An object of the present invention is to solve the above problems, and in detail, to simplify the manufacturing process of the conventional electromagnetic shielding optical member, while lowering the production cost, the electromagnetic shielding optical member that can maintain a high electromagnetic shielding efficiency. To provide.

Another object of the present invention is to provide a filter for a display device comprising the optical member for shielding electromagnetic waves.

Still another object of the present invention is to provide a display device including the filter for the display device.

The electromagnetic shielding optical member according to an aspect of the present invention includes a base substrate and a conductive polymer layer coated on the base substrate and having a conductive polymer and a dopant.

The base substrate is a substrate whose surface is modified by plasma treatment, and the base substrate includes glass or the like.

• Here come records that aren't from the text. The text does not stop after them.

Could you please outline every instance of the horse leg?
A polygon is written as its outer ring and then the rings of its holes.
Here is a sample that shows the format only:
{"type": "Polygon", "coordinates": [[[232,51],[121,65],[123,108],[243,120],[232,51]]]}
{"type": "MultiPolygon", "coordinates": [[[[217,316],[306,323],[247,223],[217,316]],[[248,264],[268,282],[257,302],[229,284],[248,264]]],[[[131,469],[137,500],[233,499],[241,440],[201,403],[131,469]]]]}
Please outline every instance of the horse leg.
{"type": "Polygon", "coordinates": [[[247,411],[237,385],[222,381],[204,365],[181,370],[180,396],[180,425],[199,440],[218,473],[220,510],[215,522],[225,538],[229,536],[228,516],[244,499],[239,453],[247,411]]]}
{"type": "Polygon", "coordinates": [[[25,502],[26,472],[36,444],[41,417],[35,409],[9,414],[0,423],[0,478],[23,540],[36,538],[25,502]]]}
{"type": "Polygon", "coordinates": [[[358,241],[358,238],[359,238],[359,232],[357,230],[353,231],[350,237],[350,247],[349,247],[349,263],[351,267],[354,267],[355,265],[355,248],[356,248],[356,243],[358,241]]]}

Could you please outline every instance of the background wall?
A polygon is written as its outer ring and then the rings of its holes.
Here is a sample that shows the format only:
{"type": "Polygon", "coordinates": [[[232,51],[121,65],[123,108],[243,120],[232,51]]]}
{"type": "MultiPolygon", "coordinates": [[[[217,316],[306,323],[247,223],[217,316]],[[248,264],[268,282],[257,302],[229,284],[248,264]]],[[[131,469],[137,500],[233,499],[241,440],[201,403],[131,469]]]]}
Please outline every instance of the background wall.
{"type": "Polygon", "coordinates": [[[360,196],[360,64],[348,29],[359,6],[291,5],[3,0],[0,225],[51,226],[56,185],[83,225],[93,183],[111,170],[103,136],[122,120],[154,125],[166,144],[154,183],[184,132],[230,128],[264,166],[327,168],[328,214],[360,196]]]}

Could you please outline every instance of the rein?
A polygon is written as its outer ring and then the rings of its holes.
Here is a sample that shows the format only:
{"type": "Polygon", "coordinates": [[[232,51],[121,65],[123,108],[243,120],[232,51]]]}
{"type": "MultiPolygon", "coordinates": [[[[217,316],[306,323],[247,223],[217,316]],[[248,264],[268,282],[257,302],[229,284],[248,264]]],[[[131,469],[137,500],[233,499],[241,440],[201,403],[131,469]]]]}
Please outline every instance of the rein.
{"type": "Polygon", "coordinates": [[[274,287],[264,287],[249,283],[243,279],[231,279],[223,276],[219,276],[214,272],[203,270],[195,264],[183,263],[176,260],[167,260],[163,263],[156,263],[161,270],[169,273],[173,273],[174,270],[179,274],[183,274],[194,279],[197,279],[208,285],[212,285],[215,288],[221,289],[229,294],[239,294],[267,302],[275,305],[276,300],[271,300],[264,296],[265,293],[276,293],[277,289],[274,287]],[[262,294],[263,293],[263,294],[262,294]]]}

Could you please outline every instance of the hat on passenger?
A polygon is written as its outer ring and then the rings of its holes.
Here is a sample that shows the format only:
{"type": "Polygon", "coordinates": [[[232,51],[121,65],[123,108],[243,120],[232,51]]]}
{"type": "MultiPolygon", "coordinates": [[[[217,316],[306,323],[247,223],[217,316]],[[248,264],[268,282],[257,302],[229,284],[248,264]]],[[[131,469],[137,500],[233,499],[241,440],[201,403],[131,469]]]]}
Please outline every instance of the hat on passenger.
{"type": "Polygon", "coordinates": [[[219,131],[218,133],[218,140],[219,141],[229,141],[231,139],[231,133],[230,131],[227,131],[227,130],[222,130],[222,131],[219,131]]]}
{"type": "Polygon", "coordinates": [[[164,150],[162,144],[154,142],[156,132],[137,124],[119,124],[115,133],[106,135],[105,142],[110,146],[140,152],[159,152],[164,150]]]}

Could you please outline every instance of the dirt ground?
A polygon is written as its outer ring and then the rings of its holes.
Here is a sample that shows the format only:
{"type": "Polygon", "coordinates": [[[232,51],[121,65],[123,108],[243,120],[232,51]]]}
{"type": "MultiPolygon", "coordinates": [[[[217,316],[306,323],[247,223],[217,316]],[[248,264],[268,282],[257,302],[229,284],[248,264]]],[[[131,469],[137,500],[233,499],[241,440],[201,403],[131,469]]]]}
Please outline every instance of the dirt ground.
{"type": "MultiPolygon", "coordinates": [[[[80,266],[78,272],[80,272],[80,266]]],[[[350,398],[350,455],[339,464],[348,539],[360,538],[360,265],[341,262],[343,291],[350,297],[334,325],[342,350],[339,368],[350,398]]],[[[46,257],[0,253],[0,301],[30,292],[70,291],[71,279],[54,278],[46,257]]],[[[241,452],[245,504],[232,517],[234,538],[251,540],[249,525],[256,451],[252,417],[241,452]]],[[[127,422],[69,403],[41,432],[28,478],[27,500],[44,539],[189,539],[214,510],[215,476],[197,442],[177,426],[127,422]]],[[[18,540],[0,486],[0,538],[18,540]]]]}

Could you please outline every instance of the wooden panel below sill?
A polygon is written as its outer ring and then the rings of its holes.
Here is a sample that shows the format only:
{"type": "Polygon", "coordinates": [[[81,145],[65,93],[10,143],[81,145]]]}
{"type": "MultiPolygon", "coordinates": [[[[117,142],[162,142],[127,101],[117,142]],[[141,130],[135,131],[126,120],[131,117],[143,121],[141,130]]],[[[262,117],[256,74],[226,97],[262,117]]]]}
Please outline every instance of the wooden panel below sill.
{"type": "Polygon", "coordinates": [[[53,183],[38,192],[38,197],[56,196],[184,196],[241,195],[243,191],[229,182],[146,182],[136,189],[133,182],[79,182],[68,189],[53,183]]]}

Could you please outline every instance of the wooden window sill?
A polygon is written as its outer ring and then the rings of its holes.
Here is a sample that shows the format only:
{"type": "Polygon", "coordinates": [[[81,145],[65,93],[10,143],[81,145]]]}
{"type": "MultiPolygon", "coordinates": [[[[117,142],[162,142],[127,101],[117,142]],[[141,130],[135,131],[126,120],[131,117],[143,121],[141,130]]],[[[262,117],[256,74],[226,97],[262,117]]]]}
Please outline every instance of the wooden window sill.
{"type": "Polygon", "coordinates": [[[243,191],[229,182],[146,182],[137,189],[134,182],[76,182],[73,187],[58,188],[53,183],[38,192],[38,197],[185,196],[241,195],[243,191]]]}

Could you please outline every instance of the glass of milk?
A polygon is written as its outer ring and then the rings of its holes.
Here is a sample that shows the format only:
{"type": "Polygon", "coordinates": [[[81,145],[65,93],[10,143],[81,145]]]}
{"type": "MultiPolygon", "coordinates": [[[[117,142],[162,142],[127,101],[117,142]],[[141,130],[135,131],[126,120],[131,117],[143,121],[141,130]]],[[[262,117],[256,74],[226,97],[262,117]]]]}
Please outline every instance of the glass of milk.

In addition, the base substrate may be polyethylene terephthalate (Poly (ethylene terephthalate), PET), polycarbonate (PC), polymethyl methacrylate (PMMA), polyvinyl chloride (Poly (vinyl) chloride), PVC) and copolymers thereof.

The conductive polymer is polyaniline, polythiophene, polypyrrole, poly (3,4-ethylene deoxythiophene), poly (3-alkyl Poly 3-alkylthiophene, poly iso-thianaphthene, poly p-phenylene, derivatives thereof, and the like.

The dopant includes sulfonic acid derivatives, and the sulfonic acid derivatives include camphor sulfonic acid, dodecylbenzene sulfonic acid, dinonyl naphthalene sulfonic acid, and dibutyl naphthalene sulfonic acid. sulfonic acid), toluene sulfonic acid, and methane sulfonic acid.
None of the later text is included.